Sensitivity to Musical Rhythm Supports Social Development in Infants
Rhythmic predictability—a universal feature of song—is an integral mechanism for structuring social interactions and supporting infant social development.
Summary: Singing to an infant helps to support social development and interaction, researchers report.
Source: Vanderbilt University
Engaging infants with a song provides a readymade means for supporting social development and interaction, according to a study published by the Proceedings of the National Academy of Sciences.
Researchers at Vanderbilt University Medical Center (VUMC), Marcus Autism Center, Children’s Healthcare of Atlanta, and Emory University School of Medicine enrolled 112 infants who were either 2 months or 6 months old.
The study tracked infants’ moment-by-moment eye-looking to reveal that the rhythm of caregivers’ singing causes infant eye-looking to become synchronized or entrained to the caregivers’ social cues at sub-second timescales.
As early as 2 months of age, when infants are first engaging with others in an interactive manner, infants were two times more likely to look to the singers’ eyes time-locked to the musical beat than would be expected by chance.
By 6 months of age, when infants are highly experienced in face-to-face musical games and are developing increasingly sophisticated rhythmic and communicative behaviors like babbling, they were more than four times as likely to look to the singers’ eyes synchronized to the musical beats.
“Singing to infants seems like such a simple act, but it is full of rich and meaningful social information,” said study lead author Miriam Lense, Ph.D., assistant professor of Otolaryngology and co-director of the Music Cognition Lab at VUMC. “Here we show that when caregivers sing to their infants, they are intuitively structuring their behavior to support the caregiver-infant social bond and infant social learning.”

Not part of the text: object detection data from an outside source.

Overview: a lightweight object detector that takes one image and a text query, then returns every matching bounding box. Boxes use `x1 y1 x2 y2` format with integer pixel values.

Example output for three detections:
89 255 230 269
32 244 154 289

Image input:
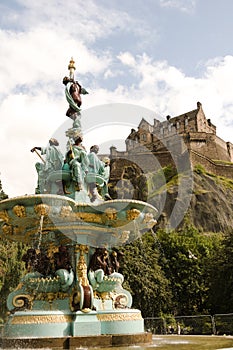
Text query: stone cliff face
151 172 233 233
110 163 233 233
188 173 233 232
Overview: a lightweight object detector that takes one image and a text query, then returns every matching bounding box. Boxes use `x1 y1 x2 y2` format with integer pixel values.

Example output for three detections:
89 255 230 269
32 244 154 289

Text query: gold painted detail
75 244 89 286
35 292 69 303
118 230 130 244
2 224 13 236
34 203 51 216
97 312 142 322
143 213 157 228
13 204 27 218
60 205 72 218
0 210 10 222
12 294 34 309
126 208 140 221
12 315 72 324
105 207 117 220
75 213 102 224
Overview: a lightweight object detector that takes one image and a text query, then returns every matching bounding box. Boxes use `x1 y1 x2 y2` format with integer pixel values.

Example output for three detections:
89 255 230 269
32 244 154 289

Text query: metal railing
144 313 233 335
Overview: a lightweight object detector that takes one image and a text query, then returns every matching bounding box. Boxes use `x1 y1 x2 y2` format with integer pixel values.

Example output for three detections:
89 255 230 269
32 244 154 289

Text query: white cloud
0 0 233 196
159 0 196 13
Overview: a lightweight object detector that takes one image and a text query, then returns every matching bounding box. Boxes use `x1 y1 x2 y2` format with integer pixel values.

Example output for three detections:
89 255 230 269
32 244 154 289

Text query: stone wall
190 151 233 179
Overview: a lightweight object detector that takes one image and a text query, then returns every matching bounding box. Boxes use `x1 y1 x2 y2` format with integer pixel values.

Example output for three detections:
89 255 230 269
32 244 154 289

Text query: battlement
110 102 233 178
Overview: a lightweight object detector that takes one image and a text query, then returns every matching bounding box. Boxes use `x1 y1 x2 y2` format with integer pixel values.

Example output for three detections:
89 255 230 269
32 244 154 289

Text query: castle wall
188 132 231 162
190 151 233 178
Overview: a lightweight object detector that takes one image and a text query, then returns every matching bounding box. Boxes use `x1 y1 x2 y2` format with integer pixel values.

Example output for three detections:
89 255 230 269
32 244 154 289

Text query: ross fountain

During testing, researchers used eye-tracking technology to measure every movement of each infant’s eyes while they watched videos of people engaging them with song.
“For this study, we used videos of singing rather than live singing to ensure that any change in infant looking behavior was due to the infant, and not the singer adjusting to the infant,” Lense said. “Infants could look anywhere while watching the videos but we found that their looking behavior was not random.”

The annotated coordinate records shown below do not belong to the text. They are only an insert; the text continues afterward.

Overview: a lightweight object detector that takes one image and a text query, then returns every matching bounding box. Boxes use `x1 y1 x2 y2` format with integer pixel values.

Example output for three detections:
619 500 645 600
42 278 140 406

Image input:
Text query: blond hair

“Critically, the predictable rhythm of singing is essential for this entrained social interaction. When we experimentally manipulate the singing so that it no longer has a predictable rhythm, entrainment is disrupted and infants no longer successfully synchronize their eye-looking to the caregivers’ social cues,” she added.
Researchers confirmed their findings in a different group of 6-month-old infants who watched both the original videos of singing, as well as videos that had been manipulated to be jittered so that their rhythms were no longer predictable.
While the infants again displayed entrained eye-looking to the original videos when the singing was rhythmically predictable, this time-locked eye-looking effect was no longer present when the predictable rhythm had been disrupted.
“This is important because it reveals a remarkable physical coupling between caregiver behavior and infant experience,” said Warren Jones, Ph.D., the study’s senior author and Nien Distinguished Chair in Autism at Emory University School of Medicine. “Without conscious awareness, something as simple and intuitive as caregiver singing sets in motion a whole cascade of behaviors that alters infants’ experiences.”
“Although what a caregiver expresses is important, when and how they express social cues is particularly critical for infant-caregiver communication,” Lense added. “Rhythmic predictability—a universal feature of song—is an integral mechanism for structuring social interactions and supporting infant social development.”